Europe's Glutted Gas Market Braces for More Flows From Caspian

Europe's Glutted Gas Market Braces for More Flows From Caspian

access_time2020-10-15 13:10:48

Russia now accounts for about a third of Europe’s gas supplies, TAP will be followed by several projects intended to decrease dependence on Russian gas, including the Baltic Pipe – bringing the fuel from Norway to Poland — and by new LNG terminals being designed for the European coast.

Those projects address concerns that Europe lacked diverse sources of gas interconnections with other producing regions. They represent “a united front against Russia” that is gaining momentum, said S&P Global Platts in a report last month.

Partners in the TAP project include BP, Azeribaijan’s state oil company Socar, Italy’s major pipeline operator Snam SpA, the Belgian company Fluxys and Enagas SA of Spain.

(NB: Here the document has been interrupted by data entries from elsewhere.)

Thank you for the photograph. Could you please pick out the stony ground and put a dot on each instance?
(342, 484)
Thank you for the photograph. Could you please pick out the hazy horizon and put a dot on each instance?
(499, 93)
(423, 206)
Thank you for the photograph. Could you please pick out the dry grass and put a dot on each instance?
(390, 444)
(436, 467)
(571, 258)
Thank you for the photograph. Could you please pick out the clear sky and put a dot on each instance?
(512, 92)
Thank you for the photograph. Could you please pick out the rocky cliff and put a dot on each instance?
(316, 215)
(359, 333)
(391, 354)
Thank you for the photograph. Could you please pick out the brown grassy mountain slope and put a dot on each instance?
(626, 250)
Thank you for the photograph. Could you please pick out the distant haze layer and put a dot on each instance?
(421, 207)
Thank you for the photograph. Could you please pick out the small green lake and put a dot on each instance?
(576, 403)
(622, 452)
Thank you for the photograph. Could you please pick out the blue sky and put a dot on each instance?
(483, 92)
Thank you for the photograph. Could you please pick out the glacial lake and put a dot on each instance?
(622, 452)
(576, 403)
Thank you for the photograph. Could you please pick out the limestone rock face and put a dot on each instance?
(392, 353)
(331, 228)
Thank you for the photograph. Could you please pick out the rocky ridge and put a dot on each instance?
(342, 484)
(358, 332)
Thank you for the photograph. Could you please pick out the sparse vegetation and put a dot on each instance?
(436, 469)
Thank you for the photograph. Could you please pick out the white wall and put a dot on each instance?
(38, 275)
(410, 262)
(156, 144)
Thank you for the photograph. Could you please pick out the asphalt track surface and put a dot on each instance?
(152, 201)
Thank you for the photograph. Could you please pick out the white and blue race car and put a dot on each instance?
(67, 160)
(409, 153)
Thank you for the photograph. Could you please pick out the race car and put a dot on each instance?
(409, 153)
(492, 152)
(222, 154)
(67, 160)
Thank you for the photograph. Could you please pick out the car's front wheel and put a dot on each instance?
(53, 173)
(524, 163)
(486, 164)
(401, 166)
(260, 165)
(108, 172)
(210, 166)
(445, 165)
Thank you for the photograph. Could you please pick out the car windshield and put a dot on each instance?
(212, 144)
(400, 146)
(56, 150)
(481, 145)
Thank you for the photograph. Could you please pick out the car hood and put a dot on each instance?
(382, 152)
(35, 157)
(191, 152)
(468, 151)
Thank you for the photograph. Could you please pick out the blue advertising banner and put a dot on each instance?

The effects of the new supplies in the market will be fully seen after it ramps up, which normally happens up to six months after its launch, said Elchin Mammadov, analyst at Bloomberg Intelligence. But it might take longer, as the European gas market oversupply situation will limit demand for the Azerbaijani gas.

“TAP will significantly improve energy security and diversification in southern Europe. It should help the region to secure better pricing terms from Gazprom,” said Mammadov.

After two warm winters and the coronavirus pandemic, demand for gas is sagging across Europe, leaving inventories well above the average for the season and benchmark prices below their 10-year average.

The “dramatic impact” of new Azerbaijani supplies will be seen in Southern Europe, according to Ahmed Hammoudan, senior gas trader at Eneco, a Dutch energy company.